Next I add a multi-index to the dataframe; this is required by the _netrics_ module's _bilogit_ command. The first few rows of the dataframe are displayed below. The _i_ index is for firms, the _j_ index for banks.

In [9]:
# Set up multi-index with firm (i) as the level zero index and bank (j) as the level one index 
index = pd.MultiIndex.from_tuples(Z.index, names=["i", "j"])
Z.set_index(index, inplace=True)
Z[0:5]

Unnamed: 0_level_0,Unnamed: 1_level_0,deal,firm_size,bank_size,bank_size_X_firm_size,distance
i,j,Unnamed: 2_level_1,Unnamed: 3_level_1,Unnamed: 4_level_1,Unnamed: 5_level_1,Unnamed: 6_level_1
1,1,0,3.426573,1.590567,5.450193,-0.669361
1,2,0,3.426573,6.486161,22.225301,-0.531825
1,3,0,3.426573,4.569543,15.657871,-0.675604
1,4,0,3.426573,3.325036,11.393478,1.292629
1,5,0,3.426573,1.775735,6.084685,-0.670627


Next I drop any firms and banks with missing regressor data.

In [10]:
# Drop firms with missing values for an regressors
for i in firms_inr:
    Z.drop(i, level=0, axis=0, inplace=True)

# Drop banks with missing values for an regressors    
for j in banks_inr:
    Z.drop(j, level=1, axis=0, inplace=True)

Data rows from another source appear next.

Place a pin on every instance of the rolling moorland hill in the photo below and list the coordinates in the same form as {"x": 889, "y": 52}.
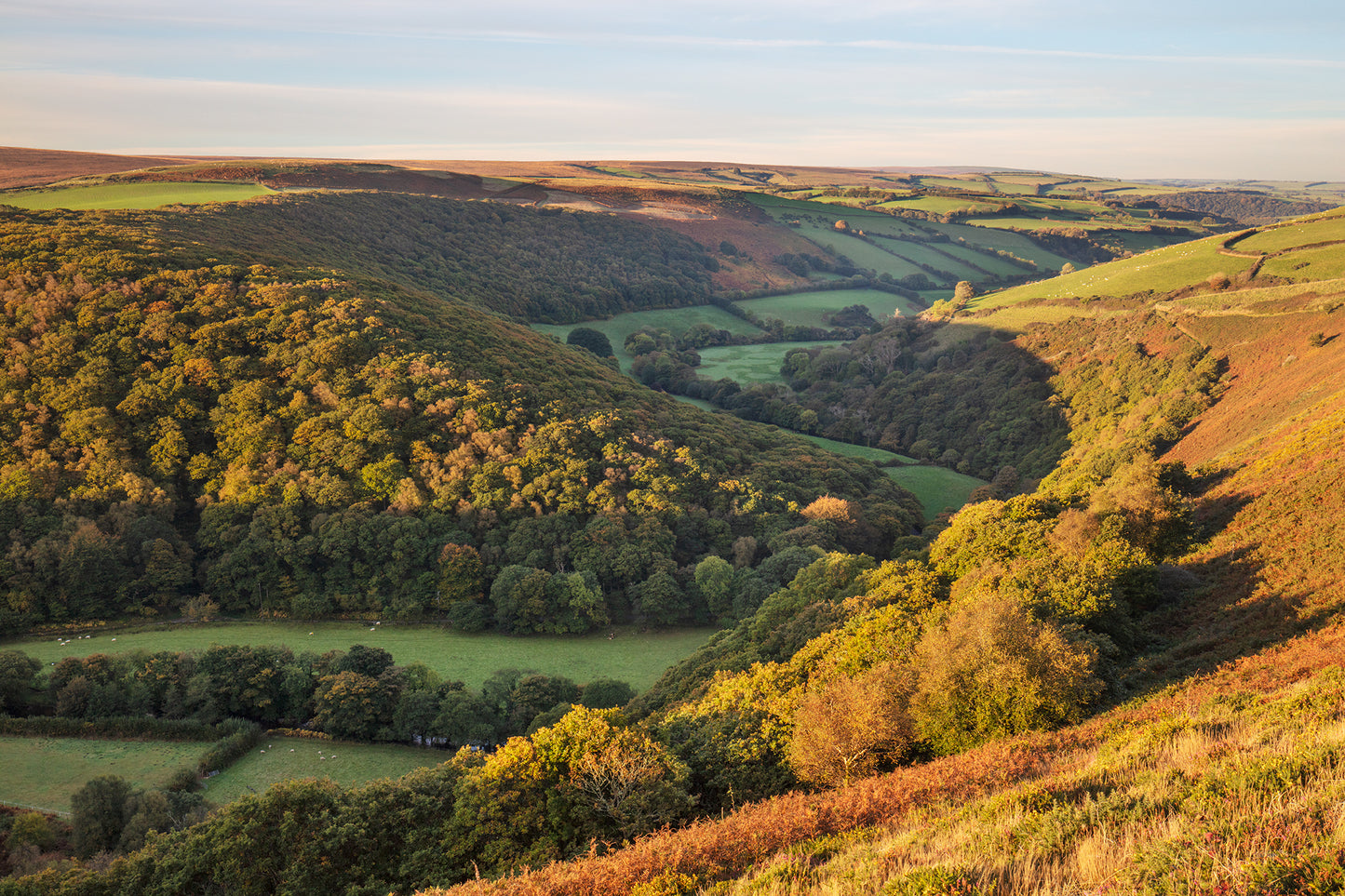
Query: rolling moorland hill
{"x": 1221, "y": 772}
{"x": 1123, "y": 677}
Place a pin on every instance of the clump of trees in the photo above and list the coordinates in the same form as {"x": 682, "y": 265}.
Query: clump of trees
{"x": 229, "y": 435}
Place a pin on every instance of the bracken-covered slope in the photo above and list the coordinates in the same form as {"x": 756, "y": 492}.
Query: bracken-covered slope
{"x": 1221, "y": 775}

print("Estimation sample")    
print("{:>2,.0f}".format(len(firms_inr)) + " out of "+ "{:>2,.0f}".format(len(firms)) + " firms dropped from estimation sample.") 
print("{:>2,.0f}".format(len(banks_inr)) + " out of "+ "{:>2,.0f}".format(len(banks)) + " banks dropped from estimation sample.")    

Estimation sample
37 out of 388 firms dropped from estimation sample.
 0 out of 39 banks dropped from estimation sample.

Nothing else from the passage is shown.